Quando o relógio apontou 15h40, eis que finalmente o esperado encontro se deu. Pelé estava acompanhado do então prefeito de Santos, João Paulo Tavares Papa, e diversos secretários e assessores. O jornal A Tribuna, também presente, registrou o momento mágico. Depois dos cumprimentos efusivos, e muitos comentários agradáveis sobre a viagem ao Rio, a equipe do escritório de Oscar Niemeyer trouxeram os desenhos pensados pelo mestre. Pelé arregalou os olhos e disse apenas uma palavra: “Maravilha!” e ainda emendou: “Eu sempre falo: homenagem tem de ser em vida. Deixa-me dar um beijo no nosso herói”, disse o futebolista, enfatizando que não havia nada mais sublime do que poder testemunhar homenagens com os próprios olhos.

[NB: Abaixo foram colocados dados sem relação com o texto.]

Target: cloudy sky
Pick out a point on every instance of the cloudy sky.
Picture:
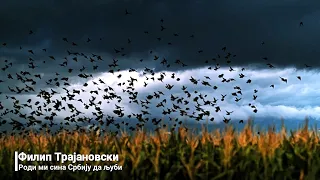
(255, 33)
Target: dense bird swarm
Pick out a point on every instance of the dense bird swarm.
(61, 97)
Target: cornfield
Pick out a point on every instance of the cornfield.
(225, 154)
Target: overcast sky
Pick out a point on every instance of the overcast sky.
(255, 33)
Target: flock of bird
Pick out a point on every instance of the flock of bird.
(43, 113)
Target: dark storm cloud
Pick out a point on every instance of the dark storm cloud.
(239, 25)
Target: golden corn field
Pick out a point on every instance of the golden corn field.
(225, 154)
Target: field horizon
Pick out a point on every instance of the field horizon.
(266, 154)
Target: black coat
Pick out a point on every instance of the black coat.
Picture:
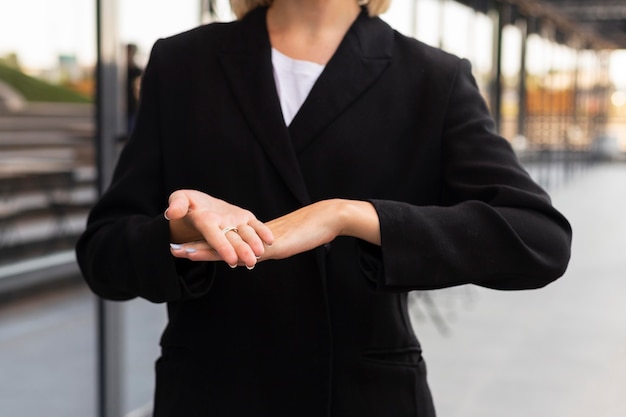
(324, 333)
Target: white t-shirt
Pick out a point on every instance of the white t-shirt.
(294, 80)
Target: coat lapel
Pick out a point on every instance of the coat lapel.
(246, 59)
(362, 56)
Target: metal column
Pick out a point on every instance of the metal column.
(496, 76)
(522, 93)
(108, 129)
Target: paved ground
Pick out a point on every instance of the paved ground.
(555, 352)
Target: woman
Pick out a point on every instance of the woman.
(300, 219)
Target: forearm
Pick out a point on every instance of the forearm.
(360, 220)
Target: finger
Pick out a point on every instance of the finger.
(250, 236)
(242, 248)
(216, 238)
(195, 251)
(262, 231)
(178, 205)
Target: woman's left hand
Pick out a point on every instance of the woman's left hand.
(310, 227)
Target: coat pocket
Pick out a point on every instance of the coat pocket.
(400, 356)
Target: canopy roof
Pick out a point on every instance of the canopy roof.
(596, 24)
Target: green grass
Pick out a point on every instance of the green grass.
(36, 90)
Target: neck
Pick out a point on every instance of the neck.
(310, 29)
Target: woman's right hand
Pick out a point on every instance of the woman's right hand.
(229, 233)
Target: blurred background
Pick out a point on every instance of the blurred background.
(554, 75)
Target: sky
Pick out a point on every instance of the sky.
(41, 30)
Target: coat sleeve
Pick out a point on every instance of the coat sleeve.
(124, 251)
(494, 226)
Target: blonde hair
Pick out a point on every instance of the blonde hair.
(241, 7)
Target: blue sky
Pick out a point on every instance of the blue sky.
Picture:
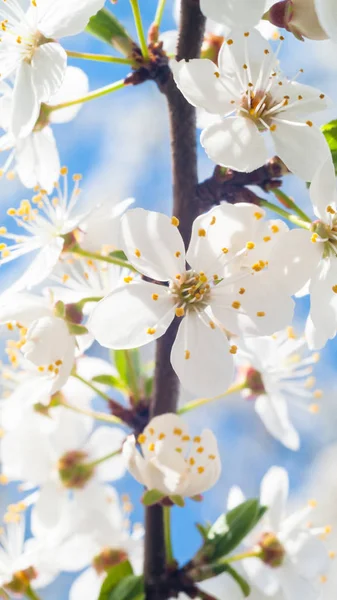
(120, 143)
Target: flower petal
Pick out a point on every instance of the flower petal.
(66, 18)
(235, 143)
(153, 244)
(290, 139)
(198, 80)
(130, 317)
(273, 412)
(294, 259)
(200, 356)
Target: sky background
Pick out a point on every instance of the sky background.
(120, 144)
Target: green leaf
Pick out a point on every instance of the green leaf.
(242, 583)
(130, 588)
(114, 576)
(151, 497)
(108, 29)
(230, 529)
(330, 132)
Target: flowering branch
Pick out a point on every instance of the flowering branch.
(185, 180)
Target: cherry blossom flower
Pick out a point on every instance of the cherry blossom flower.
(225, 289)
(278, 369)
(45, 221)
(248, 89)
(29, 53)
(292, 557)
(57, 455)
(173, 462)
(311, 256)
(36, 158)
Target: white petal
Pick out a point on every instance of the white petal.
(153, 244)
(274, 494)
(123, 318)
(75, 85)
(26, 107)
(48, 68)
(104, 441)
(294, 259)
(209, 369)
(235, 143)
(289, 142)
(326, 11)
(323, 189)
(273, 412)
(234, 13)
(199, 81)
(37, 160)
(64, 18)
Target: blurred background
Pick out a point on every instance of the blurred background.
(120, 143)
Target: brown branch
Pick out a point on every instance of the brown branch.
(185, 208)
(227, 185)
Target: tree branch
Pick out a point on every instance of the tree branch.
(185, 208)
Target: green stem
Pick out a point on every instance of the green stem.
(202, 401)
(283, 213)
(167, 535)
(31, 594)
(159, 12)
(140, 29)
(289, 203)
(91, 386)
(108, 89)
(99, 461)
(100, 58)
(98, 256)
(98, 416)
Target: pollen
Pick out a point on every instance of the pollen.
(151, 331)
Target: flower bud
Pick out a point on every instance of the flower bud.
(273, 552)
(74, 472)
(109, 557)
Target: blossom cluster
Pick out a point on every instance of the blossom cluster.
(118, 277)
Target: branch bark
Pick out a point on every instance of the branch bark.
(185, 208)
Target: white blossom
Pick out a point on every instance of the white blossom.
(173, 462)
(224, 290)
(278, 375)
(29, 54)
(250, 97)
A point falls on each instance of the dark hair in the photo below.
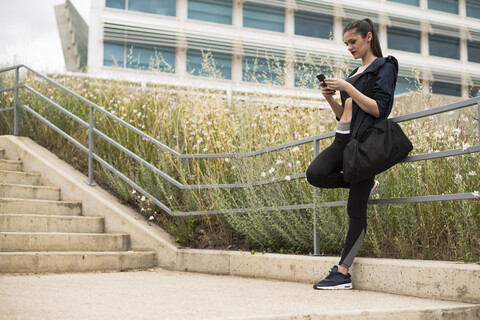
(363, 27)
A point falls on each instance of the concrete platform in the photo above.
(160, 294)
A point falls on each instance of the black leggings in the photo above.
(325, 172)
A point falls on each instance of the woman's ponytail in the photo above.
(363, 27)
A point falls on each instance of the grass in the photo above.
(194, 121)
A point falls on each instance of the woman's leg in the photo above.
(325, 169)
(357, 213)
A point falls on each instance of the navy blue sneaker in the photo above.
(334, 281)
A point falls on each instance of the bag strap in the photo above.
(361, 113)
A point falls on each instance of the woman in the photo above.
(325, 170)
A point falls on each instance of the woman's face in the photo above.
(357, 45)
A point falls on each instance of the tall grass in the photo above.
(194, 121)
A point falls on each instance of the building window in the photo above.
(410, 2)
(114, 54)
(405, 85)
(163, 7)
(450, 6)
(117, 4)
(473, 51)
(209, 64)
(473, 8)
(444, 46)
(313, 24)
(219, 11)
(263, 16)
(306, 75)
(447, 89)
(263, 70)
(403, 39)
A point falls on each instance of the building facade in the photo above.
(437, 42)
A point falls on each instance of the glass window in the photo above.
(263, 16)
(473, 51)
(313, 24)
(209, 64)
(148, 57)
(403, 39)
(473, 8)
(450, 6)
(219, 11)
(263, 70)
(410, 2)
(118, 4)
(444, 46)
(163, 7)
(114, 54)
(405, 85)
(449, 89)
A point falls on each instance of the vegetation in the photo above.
(192, 121)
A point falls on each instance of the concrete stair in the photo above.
(41, 233)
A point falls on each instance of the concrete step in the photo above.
(29, 192)
(57, 241)
(39, 262)
(50, 223)
(18, 177)
(33, 206)
(10, 165)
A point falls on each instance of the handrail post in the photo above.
(90, 148)
(316, 238)
(16, 111)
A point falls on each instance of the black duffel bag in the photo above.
(374, 149)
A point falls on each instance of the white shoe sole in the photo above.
(345, 286)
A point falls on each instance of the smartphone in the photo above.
(321, 78)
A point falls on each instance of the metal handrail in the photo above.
(315, 139)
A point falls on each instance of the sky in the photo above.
(29, 34)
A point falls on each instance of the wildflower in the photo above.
(458, 178)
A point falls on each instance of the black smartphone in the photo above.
(321, 78)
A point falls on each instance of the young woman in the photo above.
(325, 171)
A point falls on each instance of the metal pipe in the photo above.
(90, 148)
(17, 108)
(316, 236)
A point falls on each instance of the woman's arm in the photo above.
(365, 103)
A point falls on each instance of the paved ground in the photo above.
(160, 294)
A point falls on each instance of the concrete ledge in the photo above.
(430, 279)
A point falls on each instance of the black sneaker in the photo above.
(334, 281)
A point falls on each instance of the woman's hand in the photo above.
(337, 84)
(326, 92)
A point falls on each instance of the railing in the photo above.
(315, 140)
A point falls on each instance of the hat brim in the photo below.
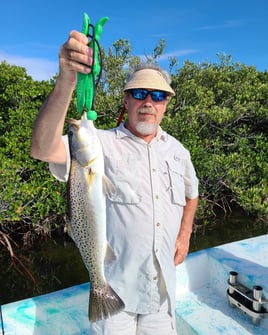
(149, 79)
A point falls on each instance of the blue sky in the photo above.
(32, 31)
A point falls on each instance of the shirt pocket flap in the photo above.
(176, 178)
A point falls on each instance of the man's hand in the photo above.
(75, 56)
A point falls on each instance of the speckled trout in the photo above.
(87, 188)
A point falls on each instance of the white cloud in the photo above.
(37, 68)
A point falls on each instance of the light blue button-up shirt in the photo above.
(144, 214)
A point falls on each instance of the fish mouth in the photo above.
(74, 123)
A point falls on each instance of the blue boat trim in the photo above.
(202, 304)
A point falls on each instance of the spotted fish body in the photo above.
(87, 210)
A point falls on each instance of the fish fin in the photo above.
(110, 255)
(103, 303)
(90, 177)
(108, 186)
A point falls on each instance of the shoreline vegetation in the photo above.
(219, 113)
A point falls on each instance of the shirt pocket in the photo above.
(125, 173)
(176, 180)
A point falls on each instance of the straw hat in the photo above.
(150, 79)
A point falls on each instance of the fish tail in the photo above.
(103, 303)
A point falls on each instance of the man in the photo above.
(150, 217)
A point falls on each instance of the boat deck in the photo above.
(202, 305)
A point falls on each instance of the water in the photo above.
(56, 264)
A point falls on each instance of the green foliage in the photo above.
(29, 194)
(219, 113)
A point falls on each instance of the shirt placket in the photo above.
(157, 226)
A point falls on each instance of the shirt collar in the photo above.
(122, 131)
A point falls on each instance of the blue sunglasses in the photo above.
(142, 94)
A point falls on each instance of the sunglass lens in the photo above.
(142, 94)
(158, 95)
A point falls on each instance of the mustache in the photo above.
(146, 110)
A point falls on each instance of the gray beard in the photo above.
(145, 128)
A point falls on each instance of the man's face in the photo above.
(144, 116)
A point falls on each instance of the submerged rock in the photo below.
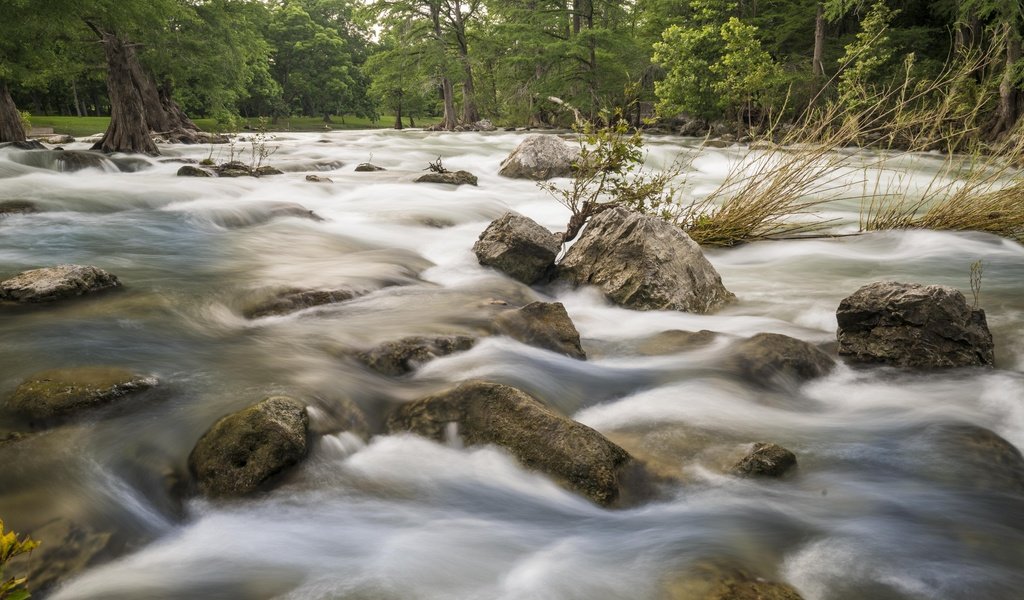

O encontro foi histórico por unir dois dos nomes mais conhecidos do Brasil no exterior, cada um em seu campo de atuação. E porque poucas vezes se viu um Edson Arantes do Nascimento tão feliz, a ponto de se colocar na posição de anfitrião. Quando a equipe de repórteres, fotógrafos e cinegrafistas esperava pela apresentação do projeto, em outra sala, foi Edson quem prontificou a conduzir o mestre de 102 anos de idade, boa parte deles vivido para a arquitetura, para a coletiva. Pelé posicionou Niemeyer na cadeira, ao centro, ficando ele mesmo numa das pontas, e o prefeito Papa na outra. A alegria de Pelé se equivalia à de um garoto recebendo um brinquedo novo. Os repórteres, então, quiseram saber de Edson se ele considerava Niemeyer o Pelé da Arquitetura. “Claro, mas aí eu fico como? O Oscar do quê?”, devolveu a pergunta, rindo. “Do futebol, caro Edson”, respondeu o arquiteto.
A obra
O monumento previsto por Oscar Niemeyer em homenagem ao Rei do Futebol, era para ter sido erguido num canteiro central situado entre os Casarões do Valongo e a faixa de cais, entre as ruas Antônio Prado e Tuiuti. Ele seria também uma espécie de memorial expositivo, na forma de uma esfera (bola) com sete metros de diâmetro, acessada por uma rampa que circundaria o objeto. Junto à esfera, uma estrutura de concreto com 20 metros de altura revelaria, em forma vazada, o famoso “soco no ar” (com cinco metros de altura), marca registrada do Rei Pelé em suas comemorações.
Não saiu do papel
Infelizmente, todo o entusiasmo pela viabilização da obra não resultou em nada. O projeto, que ofereceria à cidade de Santos uma assinatura de Niemeyer, acabou ficando mesmo apenas no papel. Ficamos no “quase”, mais uma vez. O arquiteto viria a falecer dez dias antes de completar 105 anos de idade, em 5 de dezembro de 2012 (ele nascera em 15 de dezembro de 1907). Já o Museu Pelé acabou sendo concretizado, ao custo de quase R$ 40 milhões, e foi inaugurado em 15 de julho de 2014, como parte dos eventos paralelos da Copa do Mundo do Brasil.